TK-Chain®
Website:
tk-chain.com
Job details:
Eteraflex Connects is a specialized contract research organization (CRO) delivering top-tier clinical trial services to pharmaceutical, biologic, biotechnology, and medical device/diagnostic companies. Eteraflex Connects provides a technology-enabled service offering that combines deep clinical services expertise with the technology clients need to be successful in their clinical trials, supporting programs from compound selection through Phase I-IV studies.
Position Summary
The Principal Statistical Programmer is responsible for coordinating and programming of clinical data analyses in support of clinical trials. The role partners closely with biostatisticians, data management, project leaders, and sponsors to deliver high-quality, validated programming output that supports statistical analysis plans (SAPs), regulatory submissions, and clinical study reports. This position also contributes to process improvement, mentors junior programmers, and may serve as a Project Leader on project teams.
Responsibilities
· Coordinate and program clinical data analyses in support of assigned clinical studies.
· Analyze and evaluate clinical data, recognize inconsistencies, and initiate resolution of data problems.
· Program using the SAS language to support clinical analysis and reporting activities.
· Implement statistical analysis plans (SAPs) and produce analysis datasets, tables, listings, and figures.
· Consult, as needed, in the design and development of clinical trials, protocols, and case report forms (CRFs).
· Validate the work of other programmers and perform independent QC of programming deliverables.
· Ensure the maintenance of programming documentation (e.g., descriptions of programs and validation records).
· Interact regularly with statisticians, data management personnel, project leaders, and sponsors.
· Communicate project status, risks, and resource issues to management in a timely manner.
· Investigate and propose initiatives for improving efficiency, standards, and programming quality.

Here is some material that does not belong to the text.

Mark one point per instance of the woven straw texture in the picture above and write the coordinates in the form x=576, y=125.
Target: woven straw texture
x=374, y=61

· Serve as Project Leader on project teams when assigned, managing timelines, budgets, and deliverables.
· Contribute to and take part in client evaluations, visits, and bid defenses.
· Provide mentoring and technical guidance to junior programming staff.
Qualifications
· Bachelor's degree required; Master's degree preferred in a scientific discipline.
· SAS Advanced Programming Certificate preferred.
· Minimum 10+ years of relevant work experience.
· Minimum 10+ years of experience in drug development and/or clinical research.
· Thorough knowledge of computer systems, applications, and operating systems.
· Strong analytical skills with the ability to simplify complex issues into understandable concepts.
· Demonstrated ability to mentor junior staff.
Skills
· Strong written and verbal communication skills, including a good command of the English language.
· Proficiency with various computer applications such as Word, Excel, and PowerPoint.
· Expert knowledge/experience of SAS/Base, especially macros, arrays, formats, and ODS.
· Expert knowledge of SAS/STAT and SAS/GRAPH.
· Familiarity with basic statistical principles to effectively interact with biostatisticians.
· Excellent written skills and ability to interpret and implement table manuals and statistical analysis plans.
· Advanced knowledge of drug development principles related to the production of databases and summary tables, such as CDISC standards (SDTM/ADaM).
· Ability to author validation plans and oversee validation of programming deliverables.
Primary Skills
· ESS
· JAD
· Remedy
· Shell Scripting
· Veritas
Location: Bangalore, Delhi and Hyderabad on Fulltime basis
Work Schedule: UK Business Hours (Afternoon-Evening IST)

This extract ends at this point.